On Thu, 31 Oct 2002 17:59:31 +0100, Daniel Hartmeier wrote:
> On Fri, Nov 01, 2002 at 02:14:58AM +1000, loki wrote:
> > having such a rule (or rules) has several other advantages, you could
> > create several trees, one for each proxy that requires it (include a
> > mechanism for the proxy to talk to its own tree). you could specify which
> > field of the state entry is variable (id still say that remote src port
> > would be th only one, but its nice to be flexible). you could specify tcp
> > flags and state modulation. whatever is needed for connections created by
> > the proxy.
> 
> I can't think of a case where anything but the source port is missing,
> actually.

I just did, but in a way this is entirely unrelated to the proposed idea.

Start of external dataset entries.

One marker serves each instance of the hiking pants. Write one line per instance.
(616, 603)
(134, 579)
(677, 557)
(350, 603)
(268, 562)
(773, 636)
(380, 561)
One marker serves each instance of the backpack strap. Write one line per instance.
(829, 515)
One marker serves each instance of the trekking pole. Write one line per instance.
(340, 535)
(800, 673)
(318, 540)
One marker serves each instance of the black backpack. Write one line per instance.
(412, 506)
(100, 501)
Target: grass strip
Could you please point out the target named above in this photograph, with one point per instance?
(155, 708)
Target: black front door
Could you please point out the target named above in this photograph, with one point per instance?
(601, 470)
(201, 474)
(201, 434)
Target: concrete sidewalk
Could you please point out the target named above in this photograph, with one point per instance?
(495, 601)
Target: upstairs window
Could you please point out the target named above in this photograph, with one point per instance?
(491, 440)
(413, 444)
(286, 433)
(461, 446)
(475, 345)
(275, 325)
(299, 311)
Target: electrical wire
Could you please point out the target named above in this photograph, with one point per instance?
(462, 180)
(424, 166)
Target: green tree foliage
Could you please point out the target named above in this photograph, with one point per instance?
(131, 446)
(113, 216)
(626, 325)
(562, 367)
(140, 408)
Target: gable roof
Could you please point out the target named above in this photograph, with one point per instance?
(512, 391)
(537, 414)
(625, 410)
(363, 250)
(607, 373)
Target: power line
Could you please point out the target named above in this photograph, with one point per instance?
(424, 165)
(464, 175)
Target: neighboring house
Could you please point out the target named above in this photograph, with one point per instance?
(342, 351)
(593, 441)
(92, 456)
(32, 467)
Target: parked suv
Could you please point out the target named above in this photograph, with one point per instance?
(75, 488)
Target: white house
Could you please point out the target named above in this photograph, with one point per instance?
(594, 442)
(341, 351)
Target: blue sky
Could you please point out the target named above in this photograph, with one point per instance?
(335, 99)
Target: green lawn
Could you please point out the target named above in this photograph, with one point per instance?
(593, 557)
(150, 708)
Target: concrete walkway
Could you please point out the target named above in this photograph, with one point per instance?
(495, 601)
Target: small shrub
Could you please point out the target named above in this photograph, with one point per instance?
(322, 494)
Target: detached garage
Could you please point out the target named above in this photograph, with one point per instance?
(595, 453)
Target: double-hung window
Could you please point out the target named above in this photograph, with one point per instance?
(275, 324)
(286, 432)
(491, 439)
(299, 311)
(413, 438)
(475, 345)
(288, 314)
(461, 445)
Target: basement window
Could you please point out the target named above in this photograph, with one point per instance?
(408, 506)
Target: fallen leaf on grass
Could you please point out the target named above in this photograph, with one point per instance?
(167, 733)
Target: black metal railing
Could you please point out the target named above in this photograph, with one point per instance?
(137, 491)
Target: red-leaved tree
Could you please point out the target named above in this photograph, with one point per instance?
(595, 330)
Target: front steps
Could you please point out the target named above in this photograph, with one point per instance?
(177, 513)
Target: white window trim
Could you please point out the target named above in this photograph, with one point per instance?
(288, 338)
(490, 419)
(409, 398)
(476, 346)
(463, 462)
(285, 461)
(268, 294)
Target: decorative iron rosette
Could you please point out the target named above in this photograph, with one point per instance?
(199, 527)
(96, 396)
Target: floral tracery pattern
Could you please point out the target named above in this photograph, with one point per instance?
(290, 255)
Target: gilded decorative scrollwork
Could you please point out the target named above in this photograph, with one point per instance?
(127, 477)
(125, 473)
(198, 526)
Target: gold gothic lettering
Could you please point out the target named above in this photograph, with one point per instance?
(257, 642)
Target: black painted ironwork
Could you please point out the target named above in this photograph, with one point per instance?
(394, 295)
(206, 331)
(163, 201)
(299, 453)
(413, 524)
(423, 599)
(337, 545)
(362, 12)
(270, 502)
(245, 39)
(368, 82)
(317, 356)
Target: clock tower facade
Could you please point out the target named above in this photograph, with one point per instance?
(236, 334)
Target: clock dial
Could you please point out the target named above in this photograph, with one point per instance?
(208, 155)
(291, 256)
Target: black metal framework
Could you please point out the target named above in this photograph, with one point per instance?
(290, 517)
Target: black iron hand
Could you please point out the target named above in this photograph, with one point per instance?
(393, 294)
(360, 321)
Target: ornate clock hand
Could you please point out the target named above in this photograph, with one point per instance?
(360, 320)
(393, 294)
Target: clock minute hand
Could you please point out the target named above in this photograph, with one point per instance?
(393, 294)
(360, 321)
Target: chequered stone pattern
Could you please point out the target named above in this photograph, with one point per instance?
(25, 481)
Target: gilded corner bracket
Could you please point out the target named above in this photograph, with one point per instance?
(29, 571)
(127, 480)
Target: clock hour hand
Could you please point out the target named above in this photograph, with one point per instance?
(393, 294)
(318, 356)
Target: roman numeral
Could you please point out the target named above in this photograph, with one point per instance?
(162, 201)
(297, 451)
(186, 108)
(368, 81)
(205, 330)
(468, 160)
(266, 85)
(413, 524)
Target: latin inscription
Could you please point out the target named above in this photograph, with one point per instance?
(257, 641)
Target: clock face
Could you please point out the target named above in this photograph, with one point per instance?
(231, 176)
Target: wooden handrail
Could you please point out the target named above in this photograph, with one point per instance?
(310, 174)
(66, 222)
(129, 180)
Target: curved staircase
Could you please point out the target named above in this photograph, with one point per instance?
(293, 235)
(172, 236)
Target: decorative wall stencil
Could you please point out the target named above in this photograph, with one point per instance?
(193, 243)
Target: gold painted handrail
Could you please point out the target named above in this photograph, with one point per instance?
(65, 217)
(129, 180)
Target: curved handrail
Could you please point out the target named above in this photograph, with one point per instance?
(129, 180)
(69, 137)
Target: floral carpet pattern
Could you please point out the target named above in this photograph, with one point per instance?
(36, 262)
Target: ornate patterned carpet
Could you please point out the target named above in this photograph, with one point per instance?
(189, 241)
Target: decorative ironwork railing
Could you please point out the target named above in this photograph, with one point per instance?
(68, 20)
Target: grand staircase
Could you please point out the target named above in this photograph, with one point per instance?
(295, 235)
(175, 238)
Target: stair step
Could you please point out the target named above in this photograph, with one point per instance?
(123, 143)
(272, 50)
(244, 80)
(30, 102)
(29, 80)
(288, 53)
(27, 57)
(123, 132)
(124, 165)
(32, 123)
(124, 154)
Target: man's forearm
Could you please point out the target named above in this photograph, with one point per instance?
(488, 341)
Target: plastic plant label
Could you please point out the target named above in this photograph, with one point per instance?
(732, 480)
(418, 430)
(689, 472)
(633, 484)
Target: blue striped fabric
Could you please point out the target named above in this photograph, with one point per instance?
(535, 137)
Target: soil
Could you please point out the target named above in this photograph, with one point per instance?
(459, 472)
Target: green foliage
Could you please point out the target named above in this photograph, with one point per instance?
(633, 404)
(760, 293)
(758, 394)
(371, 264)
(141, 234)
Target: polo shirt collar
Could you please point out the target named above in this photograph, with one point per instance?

Filter rules are, in their own way, a lot like embryonic states.  They
contain some information that a state does, but not all.  Their other
significant difference is that matching a non-quick rule does not determine
whether the packet matches.

To me this suggests creating embryonic states corresponding to filter rules
and arranging them in trees; it feels like it would simplest to have the trees
rooted by interface, but that may not be true in practice.  At each node of
the tree would be an embryonic state.  For a packet to progress through the
tree, it must be compared to the embryonic states of the children of the
node it is currently in.  If it matches none of them, the block/pass rule of
its current node applies.  If it matches one of them, that node becomes the
packet's current node.  Processing ends when the packet reaches a terminal
node or no child of the current node matches the packet.  Quick rules would
always be terminal nodes.

The major difficulty, as far as I can tell, is in creating the tree.  No two
children of the same node could ever match the same packet or else the ruleset
becomes ambiguous.  Furthermore, the "most efficient" tree is probably
difficult to determine.  Even an inefficient tree would likely take a while to
create with a large ruleset, and I don't have any idea how one would insert or
delete rules into an existing tree.

The advantage, however, is that ruleset evaluation becomes very fast.  If the
tree is balanced, evaluation should be O(log n).  The worst case should be
a tree with a root and only terminal children, but that should still be O(n).
You lose skip steps with such a case, though, so performance would be worse
than it is now.  But it feels to me like it should be possible to avoid such a
pathological case with good tree construction.